Linq to SQL doesn’t really provide a good way to express what I wanted, but it does get the job done:
var dataLoadOptions = new DataLoadOptions(); dataLoadOptions.LoadWith<Blog>(x => x.Posts); dataLoadOptions.LoadWith<Post>(x => x.Comments); using (var db = new BlogModelDataContext(conStr) { LoadOptions = dataLoadOptions }) { db.Blogs.Where(x => x.Id == 1).ToList(); }
Interestingly enough, this does not generate a single query, but two queries:
-- statement #1 SELECT [t0].[Id], [t0].[Title], [t0].[Subtitle], [t0].[AllowsComments], [t0].[CreatedAt] FROM [dbo].[Blogs] AS [t0] WHERE [t0].[Id] = 1 /* @p0 */ -- statement #2 SELECT [t0].[Id], [t0].[Title], [t0].[Text], [t0].[PostedAt], [t0].[BlogId], [t0].[UserId], [t1].[Id] AS [Id2], [t1].[Name], [t1].[Email], [t1].[HomePage], [t1].[Ip], [t1].[Text] AS [Text2], [t1].[PostId], (SELECT COUNT(* ) FROM [dbo].[Comments] AS [t2] WHERE [t2].[PostId] = [t0].[Id]) AS [value] FROM [dbo].[Posts] AS [t0] LEFT OUTER JOIN [dbo].[Comments] AS [t1] ON [t1].[PostId] = [t0].[Id] WHERE [t0].[BlogId] = 1 /* @x1 */ ORDER BY [t0].[Id], [t1].[Id]

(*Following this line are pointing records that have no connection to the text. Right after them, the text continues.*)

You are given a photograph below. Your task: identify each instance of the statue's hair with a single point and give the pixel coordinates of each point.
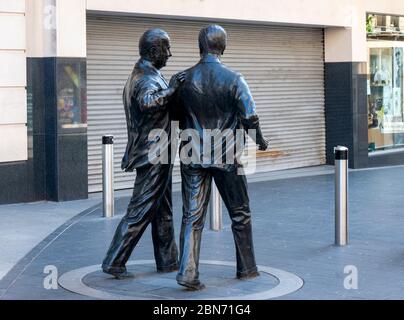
(151, 38)
(212, 39)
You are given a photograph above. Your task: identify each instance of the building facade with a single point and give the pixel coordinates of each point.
(323, 73)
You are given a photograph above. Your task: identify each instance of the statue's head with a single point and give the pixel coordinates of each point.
(154, 46)
(212, 39)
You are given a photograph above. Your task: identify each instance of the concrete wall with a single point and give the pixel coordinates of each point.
(56, 28)
(309, 12)
(13, 107)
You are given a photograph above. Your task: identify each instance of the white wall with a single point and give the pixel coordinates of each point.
(56, 28)
(13, 109)
(308, 12)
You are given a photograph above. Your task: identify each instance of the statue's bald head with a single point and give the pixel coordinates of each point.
(212, 39)
(154, 45)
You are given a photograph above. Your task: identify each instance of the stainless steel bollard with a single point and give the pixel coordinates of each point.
(341, 195)
(108, 176)
(215, 209)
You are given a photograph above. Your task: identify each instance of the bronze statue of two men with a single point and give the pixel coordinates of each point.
(208, 96)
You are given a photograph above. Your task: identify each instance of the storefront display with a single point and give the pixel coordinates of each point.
(71, 97)
(385, 95)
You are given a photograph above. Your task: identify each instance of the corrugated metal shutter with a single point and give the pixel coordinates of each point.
(284, 67)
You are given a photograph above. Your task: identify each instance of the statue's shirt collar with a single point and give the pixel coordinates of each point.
(210, 58)
(147, 65)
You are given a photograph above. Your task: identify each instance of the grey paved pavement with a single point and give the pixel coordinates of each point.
(293, 222)
(23, 226)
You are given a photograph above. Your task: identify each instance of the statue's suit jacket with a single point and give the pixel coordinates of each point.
(146, 109)
(215, 97)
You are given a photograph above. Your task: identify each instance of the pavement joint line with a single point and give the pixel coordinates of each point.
(43, 245)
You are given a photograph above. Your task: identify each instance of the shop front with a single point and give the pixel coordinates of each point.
(385, 87)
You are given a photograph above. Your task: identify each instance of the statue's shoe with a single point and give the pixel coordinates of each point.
(194, 285)
(118, 273)
(172, 268)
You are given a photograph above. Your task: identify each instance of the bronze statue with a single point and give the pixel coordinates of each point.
(215, 97)
(146, 96)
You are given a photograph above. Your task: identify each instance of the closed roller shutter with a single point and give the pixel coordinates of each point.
(284, 67)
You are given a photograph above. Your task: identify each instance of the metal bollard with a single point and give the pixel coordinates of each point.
(215, 209)
(341, 195)
(108, 176)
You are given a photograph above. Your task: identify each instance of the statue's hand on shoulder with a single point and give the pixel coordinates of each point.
(177, 80)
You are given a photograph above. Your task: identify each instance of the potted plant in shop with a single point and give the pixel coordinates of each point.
(369, 23)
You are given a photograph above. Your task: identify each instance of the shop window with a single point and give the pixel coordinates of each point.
(385, 87)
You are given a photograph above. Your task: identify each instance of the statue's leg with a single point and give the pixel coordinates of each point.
(196, 187)
(150, 185)
(165, 248)
(233, 190)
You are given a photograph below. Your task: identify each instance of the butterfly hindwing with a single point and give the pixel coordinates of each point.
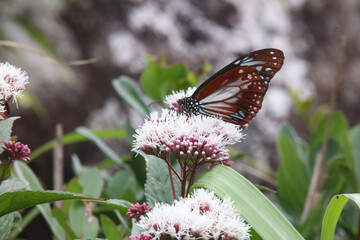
(235, 93)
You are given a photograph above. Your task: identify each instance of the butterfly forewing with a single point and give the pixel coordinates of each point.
(236, 92)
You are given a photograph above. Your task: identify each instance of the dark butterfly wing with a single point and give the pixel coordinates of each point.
(236, 92)
(4, 111)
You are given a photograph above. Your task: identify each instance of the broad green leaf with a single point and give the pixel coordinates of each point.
(91, 182)
(24, 173)
(61, 218)
(128, 91)
(6, 223)
(158, 186)
(333, 212)
(5, 172)
(292, 177)
(254, 207)
(5, 130)
(110, 229)
(14, 201)
(12, 184)
(355, 140)
(81, 220)
(77, 137)
(339, 126)
(108, 152)
(119, 182)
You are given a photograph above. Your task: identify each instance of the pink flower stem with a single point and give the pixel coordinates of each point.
(170, 175)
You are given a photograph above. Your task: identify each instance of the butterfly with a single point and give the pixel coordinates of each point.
(236, 92)
(4, 110)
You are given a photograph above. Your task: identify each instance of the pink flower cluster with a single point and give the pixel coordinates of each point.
(143, 236)
(12, 82)
(17, 150)
(194, 150)
(195, 139)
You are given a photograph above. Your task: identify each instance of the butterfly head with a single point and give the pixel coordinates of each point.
(189, 105)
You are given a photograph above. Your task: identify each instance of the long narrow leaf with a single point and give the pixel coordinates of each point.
(254, 207)
(333, 212)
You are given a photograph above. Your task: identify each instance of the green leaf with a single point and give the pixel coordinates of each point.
(333, 212)
(339, 126)
(4, 171)
(12, 185)
(6, 223)
(91, 182)
(292, 177)
(26, 174)
(77, 137)
(355, 140)
(5, 130)
(254, 207)
(108, 152)
(158, 186)
(109, 227)
(14, 201)
(119, 182)
(81, 220)
(128, 91)
(159, 79)
(61, 218)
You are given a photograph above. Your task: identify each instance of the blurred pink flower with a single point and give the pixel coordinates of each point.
(17, 150)
(200, 216)
(143, 236)
(193, 140)
(12, 82)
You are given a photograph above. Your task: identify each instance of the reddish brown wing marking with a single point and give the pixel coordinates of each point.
(236, 92)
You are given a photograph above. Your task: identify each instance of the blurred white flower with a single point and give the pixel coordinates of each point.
(192, 139)
(200, 216)
(12, 82)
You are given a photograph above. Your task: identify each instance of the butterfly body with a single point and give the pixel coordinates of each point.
(235, 93)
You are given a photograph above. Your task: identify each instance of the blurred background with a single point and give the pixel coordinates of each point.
(120, 33)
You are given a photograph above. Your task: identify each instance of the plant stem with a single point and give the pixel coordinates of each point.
(317, 176)
(170, 175)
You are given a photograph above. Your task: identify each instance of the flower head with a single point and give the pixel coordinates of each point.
(143, 236)
(17, 150)
(137, 210)
(12, 82)
(171, 100)
(201, 216)
(195, 139)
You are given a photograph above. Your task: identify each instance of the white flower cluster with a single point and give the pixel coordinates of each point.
(200, 216)
(154, 136)
(12, 82)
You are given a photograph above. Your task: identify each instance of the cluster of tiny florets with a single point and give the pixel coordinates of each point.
(200, 216)
(137, 210)
(142, 236)
(12, 82)
(195, 139)
(17, 150)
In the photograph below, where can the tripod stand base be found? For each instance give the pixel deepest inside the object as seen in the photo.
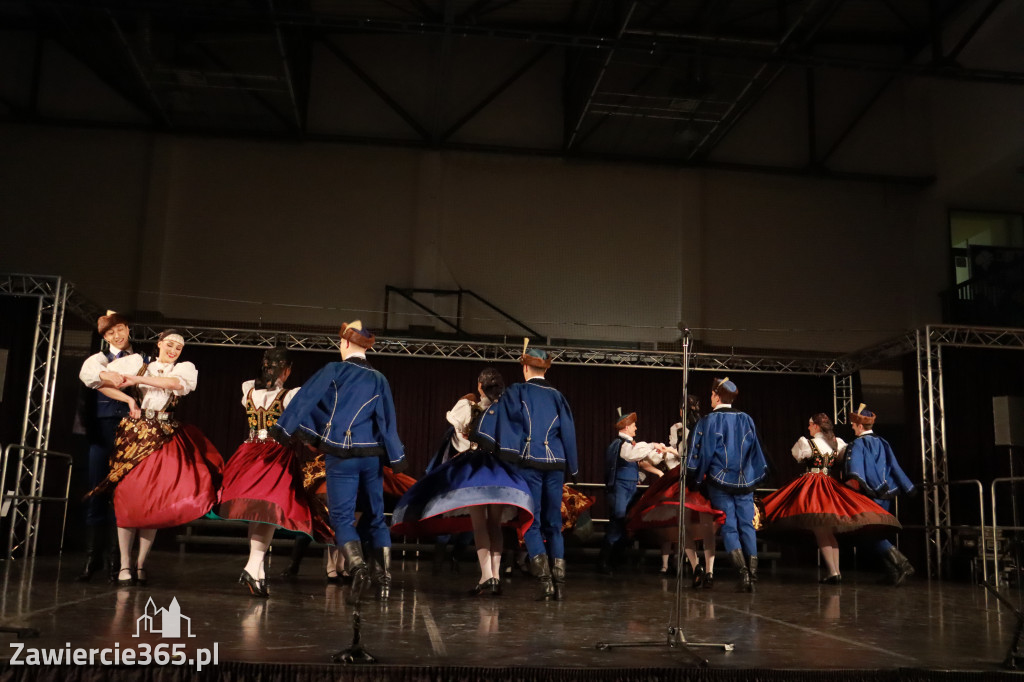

The interesting bit is that while there are two queries here, this method does not generate a Cartesian product, so I have to consider this a plus. What I would like to know is whatever this is intentionally so or just a result of the way Linq to SQL eager loading is structured.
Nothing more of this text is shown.